Keynote's Alpha Tool

One of the features of Keynote '08 that excited me the most was its new Instant Alpha tool, which promised to take away backgrounds from images. Features like these always leave me a little skeptical until I've tried them out myself because they promise a lot. Taking out backgrounds from images is by no means an easy task. Try it in Photoshop some time and see what ugly results you get. So, at the first opportunity, I went over to a nearby Apple Store and opened Keynote '08 on one of the brand new iMacs. I first found a very easy picture for it in which the foreground and background had very clearly distinguishable colours, and Keynote removed the background perfectly.

Then, I started looking for a tougher assignment for it and came across this picture:

Within two minutes, I was able to convert it to this:

Yes, it's not a perfect job but it's a very reasonable one and much less uglier than what I could get in Photoshop in the same amount of time. It's fair to say that, if I had really cared about removing the background properly, and spent another couple of minutes with the picture in Keynote, I would have been able to remove the background more cleanly. I consider myself impressed by the power of Keynote's Instant Alpha.
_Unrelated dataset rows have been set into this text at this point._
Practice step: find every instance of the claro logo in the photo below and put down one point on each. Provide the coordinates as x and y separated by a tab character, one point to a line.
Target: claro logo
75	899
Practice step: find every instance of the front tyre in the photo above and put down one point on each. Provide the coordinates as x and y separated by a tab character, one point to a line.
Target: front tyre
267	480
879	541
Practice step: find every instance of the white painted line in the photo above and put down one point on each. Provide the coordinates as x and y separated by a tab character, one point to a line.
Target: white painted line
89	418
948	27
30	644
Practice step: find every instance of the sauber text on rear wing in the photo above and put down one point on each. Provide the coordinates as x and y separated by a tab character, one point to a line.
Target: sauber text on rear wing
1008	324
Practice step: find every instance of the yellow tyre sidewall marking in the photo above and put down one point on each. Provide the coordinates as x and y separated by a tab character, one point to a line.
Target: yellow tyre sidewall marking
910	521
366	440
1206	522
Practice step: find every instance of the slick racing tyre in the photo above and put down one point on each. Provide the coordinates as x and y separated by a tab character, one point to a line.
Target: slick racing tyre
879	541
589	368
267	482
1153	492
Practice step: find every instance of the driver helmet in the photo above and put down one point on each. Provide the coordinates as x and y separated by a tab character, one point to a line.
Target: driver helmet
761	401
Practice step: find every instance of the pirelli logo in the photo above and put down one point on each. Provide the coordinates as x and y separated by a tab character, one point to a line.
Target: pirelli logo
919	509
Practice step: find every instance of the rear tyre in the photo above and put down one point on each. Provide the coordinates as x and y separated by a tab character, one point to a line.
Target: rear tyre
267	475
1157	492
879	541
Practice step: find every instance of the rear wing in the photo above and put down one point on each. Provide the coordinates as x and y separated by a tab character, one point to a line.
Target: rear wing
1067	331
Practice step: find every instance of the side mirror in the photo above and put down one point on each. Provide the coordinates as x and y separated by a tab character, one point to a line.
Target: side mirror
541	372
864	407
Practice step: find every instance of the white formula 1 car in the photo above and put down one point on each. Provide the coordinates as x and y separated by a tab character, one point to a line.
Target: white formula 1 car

I am also very much impressed by its user interface. Somebody has spent a good, long while thinking about it, that's for sure. It's very natural and the instant you click on the photo with the tool, you just know what to do. Contrast this with most of the more complex Photoshop tools (like the Healing Brush, etc.) in which your intuition usually leads you incorrectly, and I, personally, have had to refer to Photoshop's documentation for many of its functions. So, I definitely give a very generous tip of the hat to whoever designed and implemented the Instant Alpha feature in Keynote because it is remarkably well done.